The spectacular implosion of the FTX group this week was most likely the worst week for the crypto industry since its inception. Watching its meltdown live on Twitter (while Twitter itself is going through troubles of its own!) was both entertaining and stomach-churning at the same time. Unfortunately this blow is going to have a ripple effect in the industry and a few more players will go down.

This is a good thread with the raise of SBF and what likely happened to FTX:

TLDR: Alameda was bailed out by FTX with customer funds due to highly risky bets to put it mildly. Among other niceties, we've found that they had 1.1btc in their cold wallet and over 1.4b of BTC liabilities.

Now the "altruistic" moves of FTX trying to "bail out" Voyager are clearer, they were hoping that by merging their books they could disguise their shenanigans. There were also talks to buy Robinhood, imagine if that had actually gone down!? It would have snowballed to a nation-wide mess.

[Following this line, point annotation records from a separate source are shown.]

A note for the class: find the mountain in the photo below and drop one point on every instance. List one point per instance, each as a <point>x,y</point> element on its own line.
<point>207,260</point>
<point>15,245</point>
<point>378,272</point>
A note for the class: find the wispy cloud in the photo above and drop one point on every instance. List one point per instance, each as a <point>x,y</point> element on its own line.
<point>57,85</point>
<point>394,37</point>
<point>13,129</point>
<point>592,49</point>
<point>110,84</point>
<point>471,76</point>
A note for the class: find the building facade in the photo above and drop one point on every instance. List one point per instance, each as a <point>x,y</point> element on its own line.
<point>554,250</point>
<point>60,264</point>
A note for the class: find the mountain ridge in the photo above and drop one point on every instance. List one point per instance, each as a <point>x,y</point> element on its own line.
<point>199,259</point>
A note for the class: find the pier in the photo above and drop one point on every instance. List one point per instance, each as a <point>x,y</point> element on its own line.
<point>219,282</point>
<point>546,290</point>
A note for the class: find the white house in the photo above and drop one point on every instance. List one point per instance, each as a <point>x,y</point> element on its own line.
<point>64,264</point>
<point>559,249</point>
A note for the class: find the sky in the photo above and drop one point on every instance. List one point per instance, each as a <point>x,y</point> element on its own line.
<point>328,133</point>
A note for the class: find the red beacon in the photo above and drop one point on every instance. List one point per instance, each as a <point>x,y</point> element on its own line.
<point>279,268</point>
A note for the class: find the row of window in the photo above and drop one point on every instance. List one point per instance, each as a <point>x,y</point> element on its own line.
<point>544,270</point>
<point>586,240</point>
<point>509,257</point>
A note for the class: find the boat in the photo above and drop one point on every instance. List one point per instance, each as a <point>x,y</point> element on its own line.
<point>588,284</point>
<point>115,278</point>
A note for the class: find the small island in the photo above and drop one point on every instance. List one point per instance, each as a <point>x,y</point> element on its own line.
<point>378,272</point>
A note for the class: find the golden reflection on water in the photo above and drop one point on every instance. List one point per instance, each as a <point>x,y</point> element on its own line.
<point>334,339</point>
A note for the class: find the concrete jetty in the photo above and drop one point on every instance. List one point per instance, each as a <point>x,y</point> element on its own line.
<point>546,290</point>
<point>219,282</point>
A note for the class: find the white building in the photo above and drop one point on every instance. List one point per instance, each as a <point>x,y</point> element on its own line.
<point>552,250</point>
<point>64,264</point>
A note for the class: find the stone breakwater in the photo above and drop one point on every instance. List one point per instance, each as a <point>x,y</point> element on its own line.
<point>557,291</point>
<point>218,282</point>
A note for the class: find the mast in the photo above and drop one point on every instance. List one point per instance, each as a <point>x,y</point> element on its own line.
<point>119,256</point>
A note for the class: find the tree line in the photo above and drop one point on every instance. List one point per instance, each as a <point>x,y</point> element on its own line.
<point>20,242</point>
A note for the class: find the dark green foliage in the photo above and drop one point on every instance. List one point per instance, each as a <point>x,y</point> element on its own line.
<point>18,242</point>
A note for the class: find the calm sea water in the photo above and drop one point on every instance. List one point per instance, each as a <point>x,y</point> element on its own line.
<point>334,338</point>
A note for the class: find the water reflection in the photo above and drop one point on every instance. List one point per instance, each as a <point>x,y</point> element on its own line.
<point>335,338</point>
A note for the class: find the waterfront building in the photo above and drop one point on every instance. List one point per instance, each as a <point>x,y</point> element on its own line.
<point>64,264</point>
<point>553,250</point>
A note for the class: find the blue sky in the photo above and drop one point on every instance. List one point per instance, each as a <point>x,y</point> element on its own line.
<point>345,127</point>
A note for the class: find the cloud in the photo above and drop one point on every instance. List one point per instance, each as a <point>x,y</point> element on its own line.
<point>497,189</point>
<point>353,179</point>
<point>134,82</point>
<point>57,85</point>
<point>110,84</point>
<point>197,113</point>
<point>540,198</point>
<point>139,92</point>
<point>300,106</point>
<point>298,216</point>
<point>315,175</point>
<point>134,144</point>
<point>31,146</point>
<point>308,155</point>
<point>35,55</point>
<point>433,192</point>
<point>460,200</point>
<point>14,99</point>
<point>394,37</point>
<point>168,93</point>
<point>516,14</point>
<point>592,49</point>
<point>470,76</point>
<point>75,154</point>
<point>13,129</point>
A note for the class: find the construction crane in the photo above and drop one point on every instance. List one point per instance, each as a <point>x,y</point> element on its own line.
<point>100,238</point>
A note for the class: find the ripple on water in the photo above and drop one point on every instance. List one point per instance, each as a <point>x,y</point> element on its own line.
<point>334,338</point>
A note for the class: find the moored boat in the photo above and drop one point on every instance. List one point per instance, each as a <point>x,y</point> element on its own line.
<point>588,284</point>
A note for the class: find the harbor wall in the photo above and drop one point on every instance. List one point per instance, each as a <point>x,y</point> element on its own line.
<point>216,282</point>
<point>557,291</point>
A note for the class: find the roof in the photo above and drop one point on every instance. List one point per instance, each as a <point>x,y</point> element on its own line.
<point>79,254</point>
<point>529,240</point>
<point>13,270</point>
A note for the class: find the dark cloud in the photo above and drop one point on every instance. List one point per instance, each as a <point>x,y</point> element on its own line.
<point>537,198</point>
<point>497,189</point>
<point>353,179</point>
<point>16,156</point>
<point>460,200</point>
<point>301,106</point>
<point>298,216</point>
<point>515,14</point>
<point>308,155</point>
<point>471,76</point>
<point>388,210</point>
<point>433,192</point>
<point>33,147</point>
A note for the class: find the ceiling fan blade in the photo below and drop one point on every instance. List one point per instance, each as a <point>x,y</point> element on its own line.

Ultimately I think this has been good for the industry, having these guys running the 3rd largest exchange in the world was a ticking time bomb. At the same time I really feel for all the FTX users that have lost their entire net worth due to the recklessness of SBF & co.

Some of my takes:

  • This mess was the result of unethical and risky business practices. Nothing unique to crypto though. This happens all the time in the financial world. Blockchain makes it easier to track it!
  • This goes against the ethos of crypto, but more regulation is needed. It needs to be workable regulation though! No point in making the life of EU and US exchanges miserable as this will just increase the number of users flocking to exchanges on grey jurisdictions where they ultimately get hosed.
  • DeFi is the future. Over-leveraging and financial shenanigans can't happen due to smart contracts.
  • This has been a good reminder that we should strive to minimize the assets deposited on exchanges. Not your keys not your coins.